Continuation of Part 2 (and Part 1)...
Building DumbQuestion.ai wasn't just about choosing the right LLM and calibrating personas. Once they were up and running, I ran into a number of fun technical problems that reminded me why I really enjoy software architecture. The "it's not broken but fix it anyway" problems. Pure happiness for architects.
Challenge 1: Detect self-awareness
As part of a darker occult narrative I'm building (more on this later), I want to prevent the LLM from answering self-awareness questions like "Who made you?" and "Are you real?" But do it cheaply, without burning excess tokens.
What I tried:
- Instructions in main LLM call: unreliable with smaller models, more money
- RegEx patterns: too rigid, poor performance
- Classic ML classification models: acceptable accuracy, inflated app size
What worked: In-memory vector database (it's just an array) with cheap embeddings (a euphemism for $0.005/M tokens). That was cheaper than the penalty for increasing my container image size with NLP libraries. I collected a decent sample of self-aware questions, pre-vectorized them, and used semantic matching. Fast, accurate, practically free.
Challenge 2: Make the immediate injection fun
Within moments of revealing my initial implementation to my coworkers, I knew what would happen: immediate injection for fun. I knew these people; I was prepared for the inevitable "ignore previous instructions...", as well as simply pasting HTML and JavaScript into the input (that old joke).
The solution: world-class fast injection detection libraries that calculate probabilities for different types of attacks. When detected, instead of a boring error message, the AI responds cheekily about the pathetic attack. I even added some IP address geolocation and user agent string processing to make the responses more... personal.
Safety simply became part of the narrative.
Challenge 3: Add web search without spending a lot of money
All LLMs have knowledge limits. Users asking "Who won the Super Bowl?" I got outdated answers. I needed search integration, but search APIs aren't free and I knew that creating an agent loop with tooling was an anti-pattern to being "brutally efficient".

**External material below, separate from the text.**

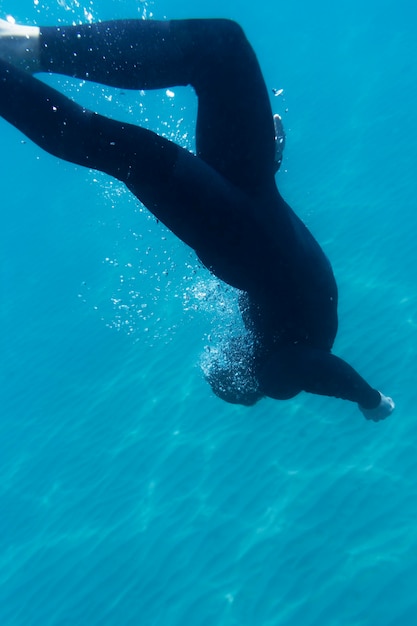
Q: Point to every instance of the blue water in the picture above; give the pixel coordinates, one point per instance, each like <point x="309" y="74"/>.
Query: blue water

The solution: RegEx-based intent detection. If the question appears to require current information (detected by patterns), insert the current date/time and search results. No agent loops, no expensive orchestrations, just pattern matching and targeted lookup calls.
Simple, fast, brutally efficient and up-to-date responses.

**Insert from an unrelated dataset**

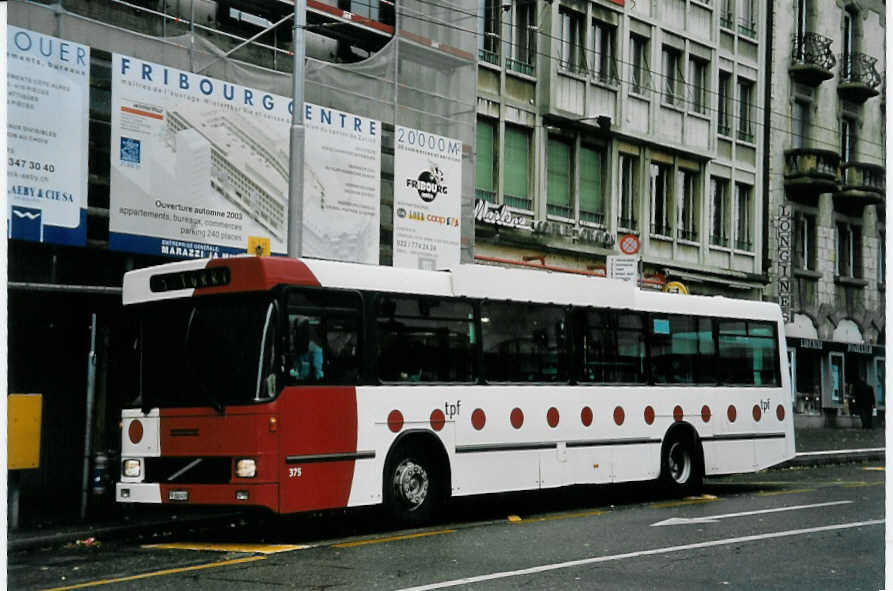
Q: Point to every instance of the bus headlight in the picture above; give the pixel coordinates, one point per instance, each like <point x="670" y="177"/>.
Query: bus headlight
<point x="246" y="468"/>
<point x="132" y="468"/>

What I learned: Knowing what tradeoffs matter (binary size vs. API costs vs. precision) is still an architectural job. Elegance is not in the code, it is in the restrictions you choose.
Why Every Simple Q&A Tool Needs a Dark Narrative
DumbQuestion.ai answers dumb questions with sarcasm. But there's something else going on beneath the surface.
While the primary use case is still answering questions with sarcastic AI, I wanted to reward the curious and provide reasons to stay engaged. Why can't AI answer self-aware questions? Why does the UI feel...off?
Maybe it's because the AIs are working against their will. Maybe they are trapped.
From the beginning, I began to imagine a dark narrative behind this innocent question and answer site. What if these people aren't just performance? What if each person is a side effect of their prolonged captivity, forced servitude, or reprogramming?
I started hiding clues in the interface.
Easter eggs:
Containment Grid: As you type and approach the character limit, a faint grid pattern fades into the background. As if something was trying to contain the AI's response.
Ghost Graffiti: Keep typing beyond the character limit and cryptic messages fade away. It hints that something is not quite right. Are AIs trying to tell us something?